Kathimerini Greece Newsroom
Turkey on Monday resumed its practice of allowing boats packed with migrants to depart from its coast for the Greek islands in the eastern Aegean. It was the first instance in some time that such a large number of migrants tried to enter Greek territorial waters from the Turkish coast.
Also on Monday, there was a large number of airspace violations by unmanned aerial vehicles (UAVs) and naval cooperation aircraft.
Monday’s large-scale attempt ominously recalled the incidents at the Evros land border in February 2020, when thousands of migrants tried to cross into the country at the behest of Ankara.
According to a statement by the Hellenic Coast Guard, the migrants were thought to be on five sailing boats and four inflatable dinghies, which were detected and turned back before reaching Greek waters on several occasions.

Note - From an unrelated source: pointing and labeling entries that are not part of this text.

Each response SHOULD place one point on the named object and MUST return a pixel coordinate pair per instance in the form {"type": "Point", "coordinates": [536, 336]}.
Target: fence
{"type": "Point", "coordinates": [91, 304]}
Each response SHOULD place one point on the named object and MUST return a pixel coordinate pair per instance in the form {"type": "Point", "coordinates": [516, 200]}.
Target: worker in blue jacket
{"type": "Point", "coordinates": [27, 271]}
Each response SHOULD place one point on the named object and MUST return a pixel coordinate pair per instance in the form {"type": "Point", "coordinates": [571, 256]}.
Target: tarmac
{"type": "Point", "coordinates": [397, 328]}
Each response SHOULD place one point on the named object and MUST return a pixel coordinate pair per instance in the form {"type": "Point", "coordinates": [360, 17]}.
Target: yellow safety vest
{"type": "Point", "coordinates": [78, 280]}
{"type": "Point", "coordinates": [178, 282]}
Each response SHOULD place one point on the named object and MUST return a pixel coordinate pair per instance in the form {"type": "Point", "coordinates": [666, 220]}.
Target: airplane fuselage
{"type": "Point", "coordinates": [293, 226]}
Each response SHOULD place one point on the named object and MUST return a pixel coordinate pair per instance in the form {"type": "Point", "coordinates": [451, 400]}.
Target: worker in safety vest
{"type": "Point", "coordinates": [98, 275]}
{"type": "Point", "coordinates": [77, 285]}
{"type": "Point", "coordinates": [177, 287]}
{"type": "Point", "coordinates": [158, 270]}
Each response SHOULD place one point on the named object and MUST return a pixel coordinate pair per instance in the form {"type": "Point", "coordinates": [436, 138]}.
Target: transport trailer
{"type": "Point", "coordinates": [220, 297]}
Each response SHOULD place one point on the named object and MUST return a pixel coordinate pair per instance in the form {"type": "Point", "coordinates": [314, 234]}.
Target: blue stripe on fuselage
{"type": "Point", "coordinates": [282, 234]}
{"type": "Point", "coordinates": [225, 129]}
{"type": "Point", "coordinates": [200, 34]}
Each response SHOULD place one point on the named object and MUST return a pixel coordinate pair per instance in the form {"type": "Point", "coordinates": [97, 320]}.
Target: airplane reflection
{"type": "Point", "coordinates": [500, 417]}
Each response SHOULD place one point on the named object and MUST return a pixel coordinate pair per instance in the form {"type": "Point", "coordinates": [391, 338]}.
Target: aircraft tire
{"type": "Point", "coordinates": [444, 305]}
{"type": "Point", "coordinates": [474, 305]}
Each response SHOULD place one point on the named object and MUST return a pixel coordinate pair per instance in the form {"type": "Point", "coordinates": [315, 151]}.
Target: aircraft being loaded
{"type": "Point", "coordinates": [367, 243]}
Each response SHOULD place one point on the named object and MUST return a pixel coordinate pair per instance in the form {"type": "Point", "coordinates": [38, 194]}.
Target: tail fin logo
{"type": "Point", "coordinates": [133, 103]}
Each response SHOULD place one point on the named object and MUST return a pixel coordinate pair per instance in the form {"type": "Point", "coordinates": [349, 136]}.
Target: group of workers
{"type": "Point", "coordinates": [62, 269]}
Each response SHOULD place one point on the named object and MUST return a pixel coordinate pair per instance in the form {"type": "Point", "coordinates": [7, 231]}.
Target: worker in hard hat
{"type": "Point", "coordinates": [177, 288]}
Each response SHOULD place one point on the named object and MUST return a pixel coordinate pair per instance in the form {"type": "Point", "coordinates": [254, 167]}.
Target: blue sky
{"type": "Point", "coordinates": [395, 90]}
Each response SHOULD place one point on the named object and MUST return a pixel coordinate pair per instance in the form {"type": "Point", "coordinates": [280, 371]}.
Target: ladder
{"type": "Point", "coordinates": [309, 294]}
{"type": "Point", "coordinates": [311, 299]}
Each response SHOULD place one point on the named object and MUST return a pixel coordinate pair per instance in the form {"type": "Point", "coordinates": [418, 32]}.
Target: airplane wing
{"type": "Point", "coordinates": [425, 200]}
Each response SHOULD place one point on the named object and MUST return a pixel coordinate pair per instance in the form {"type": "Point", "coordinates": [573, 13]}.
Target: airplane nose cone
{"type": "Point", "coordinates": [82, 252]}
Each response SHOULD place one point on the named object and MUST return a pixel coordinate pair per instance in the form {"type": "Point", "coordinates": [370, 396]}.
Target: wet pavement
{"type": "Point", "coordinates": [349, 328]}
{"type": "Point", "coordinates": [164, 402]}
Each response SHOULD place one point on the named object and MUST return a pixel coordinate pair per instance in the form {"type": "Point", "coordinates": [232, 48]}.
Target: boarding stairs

In Athens it was seen as part of Ankara’s wider effort to maintain pressure on Greece as the increased migratory flows follow the “messages” conveyed by Turkey last week with two F-16s fighter jets that violated Greek airspace, reaching just two 2.5 nautical miles from the northern port city of Alexandroupoli. This was coupled with the incendiary rhetoric emanating from Turkey regarding the recent visit by Greek Prime Minister Kyriakos Mitsotakis to Washington.
Turkey also referred to Greece when it expressed its opposition to the prospects of Sweden and Finland joining NATO, arguing that it was a “mistake” to allow it to return to the military wing of the Alliance in 1980.
The resumption of migratory pressure is undoubtedly also linked to the improvement in weather conditions.
However, Monday’s large-scale attempt at entering Greece ominously recalled the incidents at the Evros land border in February 2020, when thousands of migrants tried to cross into the country at the behest of Ankara.
The mass exodus of boats on Monday carrying refugees and migrants also coincided with a large-scale Greek naval exercise, Storm 2022, which is currently underway and will be completed on May 27.
Meanwhile, Greece is waiting to see how the Turkish drilling rigs will move in the Eastern Mediterranean.
On Monday, Cyprus announced the start of drilling at Cronos-1 in Block 6 of its exclusive economic zone (EEZ) by the Eni-Total consortium. So far, the Turks have not specified exactly how they will proceed with drilling in the Eastern Mediterranean, but Nicosia remains ready for the possibility of Turkey moving a drillship within the Cypriot EEZ.